Medical ethics rely on two core principles: informed consent and non‑maleficence. When a state body, backed by cabinet‑level authority, “flogs” unproven and potentially dangerous treatments to a largely rural population with limited health literacy, it undermines both. Many patients are not able to distinguish between an ancient tradition and a clinically validated drug, yet they may be led by government‑sponsored messaging to defer or abandon evidence‑based treatments.
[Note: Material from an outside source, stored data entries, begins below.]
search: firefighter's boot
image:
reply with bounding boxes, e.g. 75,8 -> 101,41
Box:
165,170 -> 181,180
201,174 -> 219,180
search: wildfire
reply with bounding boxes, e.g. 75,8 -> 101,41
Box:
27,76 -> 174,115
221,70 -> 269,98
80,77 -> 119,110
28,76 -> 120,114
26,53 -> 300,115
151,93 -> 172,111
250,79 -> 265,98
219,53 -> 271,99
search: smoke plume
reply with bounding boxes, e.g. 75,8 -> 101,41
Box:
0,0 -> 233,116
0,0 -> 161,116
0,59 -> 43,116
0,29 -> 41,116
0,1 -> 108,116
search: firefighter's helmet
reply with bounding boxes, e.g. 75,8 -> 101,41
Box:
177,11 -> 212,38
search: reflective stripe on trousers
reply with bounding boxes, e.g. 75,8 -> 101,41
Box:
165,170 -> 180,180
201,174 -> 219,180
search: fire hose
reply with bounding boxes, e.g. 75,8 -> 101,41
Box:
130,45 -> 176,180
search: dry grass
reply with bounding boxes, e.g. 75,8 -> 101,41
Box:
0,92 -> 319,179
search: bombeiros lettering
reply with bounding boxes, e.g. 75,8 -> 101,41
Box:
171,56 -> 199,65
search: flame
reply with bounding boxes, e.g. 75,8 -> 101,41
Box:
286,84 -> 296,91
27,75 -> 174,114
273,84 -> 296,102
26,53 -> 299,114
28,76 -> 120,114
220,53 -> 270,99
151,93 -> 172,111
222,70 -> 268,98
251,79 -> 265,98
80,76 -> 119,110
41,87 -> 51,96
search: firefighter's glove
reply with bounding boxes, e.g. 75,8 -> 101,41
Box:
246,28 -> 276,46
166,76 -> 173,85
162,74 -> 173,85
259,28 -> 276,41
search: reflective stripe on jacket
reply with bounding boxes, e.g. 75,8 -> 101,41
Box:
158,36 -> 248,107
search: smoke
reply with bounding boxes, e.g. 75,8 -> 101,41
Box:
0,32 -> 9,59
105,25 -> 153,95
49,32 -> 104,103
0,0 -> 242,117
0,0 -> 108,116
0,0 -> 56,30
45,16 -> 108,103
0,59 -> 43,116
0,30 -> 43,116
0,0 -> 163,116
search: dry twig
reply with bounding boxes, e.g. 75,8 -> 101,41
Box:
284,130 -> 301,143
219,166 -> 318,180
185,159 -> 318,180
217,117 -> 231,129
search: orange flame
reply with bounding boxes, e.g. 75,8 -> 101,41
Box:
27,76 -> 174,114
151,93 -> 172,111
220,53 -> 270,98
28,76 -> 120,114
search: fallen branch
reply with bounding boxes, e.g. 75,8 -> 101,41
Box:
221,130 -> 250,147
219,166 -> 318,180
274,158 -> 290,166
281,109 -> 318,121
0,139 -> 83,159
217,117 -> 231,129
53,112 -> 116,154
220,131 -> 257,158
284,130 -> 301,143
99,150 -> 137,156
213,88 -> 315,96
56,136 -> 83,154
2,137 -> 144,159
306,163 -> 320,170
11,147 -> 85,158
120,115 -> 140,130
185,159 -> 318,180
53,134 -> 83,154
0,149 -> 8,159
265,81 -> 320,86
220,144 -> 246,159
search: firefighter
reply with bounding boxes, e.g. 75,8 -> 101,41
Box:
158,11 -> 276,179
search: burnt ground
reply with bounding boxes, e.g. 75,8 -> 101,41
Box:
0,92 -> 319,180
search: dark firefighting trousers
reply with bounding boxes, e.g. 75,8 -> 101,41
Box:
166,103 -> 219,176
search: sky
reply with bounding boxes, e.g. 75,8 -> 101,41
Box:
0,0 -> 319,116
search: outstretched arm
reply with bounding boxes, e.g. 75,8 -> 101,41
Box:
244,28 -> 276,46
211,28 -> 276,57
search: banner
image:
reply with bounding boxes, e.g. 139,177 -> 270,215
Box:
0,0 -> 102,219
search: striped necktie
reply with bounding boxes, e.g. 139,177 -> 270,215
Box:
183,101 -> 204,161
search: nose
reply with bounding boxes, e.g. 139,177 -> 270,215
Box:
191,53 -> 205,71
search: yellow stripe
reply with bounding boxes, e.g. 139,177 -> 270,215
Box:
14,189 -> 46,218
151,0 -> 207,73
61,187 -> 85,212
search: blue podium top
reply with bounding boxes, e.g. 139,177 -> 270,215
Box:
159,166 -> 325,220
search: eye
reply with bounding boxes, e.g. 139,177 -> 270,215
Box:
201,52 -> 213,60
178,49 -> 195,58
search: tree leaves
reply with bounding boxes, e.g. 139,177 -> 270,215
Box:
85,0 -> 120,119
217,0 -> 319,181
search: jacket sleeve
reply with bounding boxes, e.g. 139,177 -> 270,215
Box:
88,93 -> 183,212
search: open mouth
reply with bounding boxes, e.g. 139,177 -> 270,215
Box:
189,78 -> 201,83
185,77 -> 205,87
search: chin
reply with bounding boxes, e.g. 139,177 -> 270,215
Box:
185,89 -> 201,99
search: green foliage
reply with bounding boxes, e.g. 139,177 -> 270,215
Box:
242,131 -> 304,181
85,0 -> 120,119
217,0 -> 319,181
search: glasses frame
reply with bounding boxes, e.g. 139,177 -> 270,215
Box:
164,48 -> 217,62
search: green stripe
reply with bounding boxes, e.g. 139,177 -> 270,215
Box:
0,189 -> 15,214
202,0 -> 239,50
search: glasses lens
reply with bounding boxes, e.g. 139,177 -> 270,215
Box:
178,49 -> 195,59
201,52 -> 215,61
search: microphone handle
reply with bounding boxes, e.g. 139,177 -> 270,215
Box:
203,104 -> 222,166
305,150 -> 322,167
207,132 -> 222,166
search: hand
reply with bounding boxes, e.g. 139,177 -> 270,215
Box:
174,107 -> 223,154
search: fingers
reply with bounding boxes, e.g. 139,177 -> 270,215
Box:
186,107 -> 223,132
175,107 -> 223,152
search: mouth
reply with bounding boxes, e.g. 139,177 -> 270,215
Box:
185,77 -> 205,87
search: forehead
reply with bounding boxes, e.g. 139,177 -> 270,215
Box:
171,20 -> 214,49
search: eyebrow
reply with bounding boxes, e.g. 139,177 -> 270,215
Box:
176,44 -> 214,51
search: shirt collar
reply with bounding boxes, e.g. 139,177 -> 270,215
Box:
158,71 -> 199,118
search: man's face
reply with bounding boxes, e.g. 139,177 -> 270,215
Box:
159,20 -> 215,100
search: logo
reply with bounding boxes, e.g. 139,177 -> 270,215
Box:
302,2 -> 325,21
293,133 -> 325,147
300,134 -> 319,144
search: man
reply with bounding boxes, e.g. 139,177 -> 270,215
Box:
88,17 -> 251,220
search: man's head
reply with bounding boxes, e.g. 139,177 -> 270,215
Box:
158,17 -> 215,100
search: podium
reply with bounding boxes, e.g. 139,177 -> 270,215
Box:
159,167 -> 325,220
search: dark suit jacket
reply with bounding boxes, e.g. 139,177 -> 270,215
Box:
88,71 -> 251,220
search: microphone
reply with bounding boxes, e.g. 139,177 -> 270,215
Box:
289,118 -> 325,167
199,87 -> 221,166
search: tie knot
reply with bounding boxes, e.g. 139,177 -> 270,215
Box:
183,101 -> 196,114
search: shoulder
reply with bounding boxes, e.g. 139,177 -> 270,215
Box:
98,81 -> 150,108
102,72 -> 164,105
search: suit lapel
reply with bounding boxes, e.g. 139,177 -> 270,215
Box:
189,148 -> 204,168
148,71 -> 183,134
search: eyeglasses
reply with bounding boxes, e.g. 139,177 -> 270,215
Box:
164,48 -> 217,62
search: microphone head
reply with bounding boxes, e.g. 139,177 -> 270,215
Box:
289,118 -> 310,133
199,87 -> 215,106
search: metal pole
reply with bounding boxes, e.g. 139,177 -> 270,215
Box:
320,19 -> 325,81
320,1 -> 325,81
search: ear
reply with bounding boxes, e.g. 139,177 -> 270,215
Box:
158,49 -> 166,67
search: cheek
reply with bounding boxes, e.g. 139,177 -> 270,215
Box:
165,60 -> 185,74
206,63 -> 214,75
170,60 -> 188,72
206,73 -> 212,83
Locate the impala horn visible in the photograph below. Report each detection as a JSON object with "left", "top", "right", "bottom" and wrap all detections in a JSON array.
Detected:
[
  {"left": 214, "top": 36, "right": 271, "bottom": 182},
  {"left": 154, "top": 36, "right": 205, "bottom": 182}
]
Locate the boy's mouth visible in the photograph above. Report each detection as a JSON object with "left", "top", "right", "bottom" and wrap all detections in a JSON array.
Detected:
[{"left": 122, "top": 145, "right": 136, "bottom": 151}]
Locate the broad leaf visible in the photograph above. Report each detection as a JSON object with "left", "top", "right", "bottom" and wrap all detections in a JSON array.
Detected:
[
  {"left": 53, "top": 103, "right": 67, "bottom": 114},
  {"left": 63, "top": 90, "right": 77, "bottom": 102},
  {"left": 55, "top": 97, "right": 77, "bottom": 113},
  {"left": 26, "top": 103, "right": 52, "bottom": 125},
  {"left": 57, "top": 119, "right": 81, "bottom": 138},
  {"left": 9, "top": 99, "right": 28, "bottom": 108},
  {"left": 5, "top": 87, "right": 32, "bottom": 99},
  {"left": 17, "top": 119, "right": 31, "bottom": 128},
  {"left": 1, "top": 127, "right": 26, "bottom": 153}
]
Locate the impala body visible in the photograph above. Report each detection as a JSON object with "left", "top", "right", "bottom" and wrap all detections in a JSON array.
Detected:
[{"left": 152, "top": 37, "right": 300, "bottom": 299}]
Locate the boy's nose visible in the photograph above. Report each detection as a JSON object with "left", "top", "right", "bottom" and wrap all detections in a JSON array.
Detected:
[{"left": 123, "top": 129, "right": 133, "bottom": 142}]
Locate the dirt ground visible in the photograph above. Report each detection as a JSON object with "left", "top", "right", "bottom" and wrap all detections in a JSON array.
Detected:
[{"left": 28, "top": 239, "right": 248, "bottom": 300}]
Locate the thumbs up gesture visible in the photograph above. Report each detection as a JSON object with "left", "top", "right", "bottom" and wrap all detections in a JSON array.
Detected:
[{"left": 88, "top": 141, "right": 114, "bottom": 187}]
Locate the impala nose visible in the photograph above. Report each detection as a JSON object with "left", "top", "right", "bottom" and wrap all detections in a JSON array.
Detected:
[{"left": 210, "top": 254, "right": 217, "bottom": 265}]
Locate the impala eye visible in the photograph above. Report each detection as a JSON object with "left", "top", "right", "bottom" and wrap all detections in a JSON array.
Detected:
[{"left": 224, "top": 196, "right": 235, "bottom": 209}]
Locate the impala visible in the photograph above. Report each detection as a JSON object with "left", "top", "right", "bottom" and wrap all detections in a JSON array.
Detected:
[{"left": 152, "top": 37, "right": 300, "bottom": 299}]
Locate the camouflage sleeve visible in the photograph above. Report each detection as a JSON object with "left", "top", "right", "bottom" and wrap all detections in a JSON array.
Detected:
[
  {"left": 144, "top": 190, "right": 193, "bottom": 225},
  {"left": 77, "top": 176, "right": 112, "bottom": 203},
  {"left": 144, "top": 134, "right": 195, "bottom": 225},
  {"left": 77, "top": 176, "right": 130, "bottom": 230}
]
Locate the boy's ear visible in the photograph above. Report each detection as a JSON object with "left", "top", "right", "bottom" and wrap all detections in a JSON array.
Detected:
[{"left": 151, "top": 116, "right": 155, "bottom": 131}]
This is particularly dangerous in chronic conditions such as diabetes mellitus and hypertension, where effective pharmacological control and regular monitoring are both available and potentially life‑saving. If patients substitute proven allopathic regimens with state‑endorsed AYUSH alternatives of uncertain efficacy, the consequences can be dire. They include uncontrolled blood glucose, stroke‑risk elevation, organ damage, and avoidable mortality. The Ministry’s conduct, in effect, offloads these risks onto the most vulnerable while shielding itself behind appeals to tradition and national identity.
Conclusion
The Ministry of AYUSH has become the institutional vehicle for a “pluralistic” health model that, in practice, functions as a state‑funded rejection of the scientific method. This constitutes a regression in public‑health governance rather than a progressive pluralism. Until the Ministry subjects its therapies to the same scrutiny as any other medicine, and until it accepts transparent, independent evaluations without recourse to political or cultural vindication, it will remain less a health body and more a department of cultural preservation and doctrine.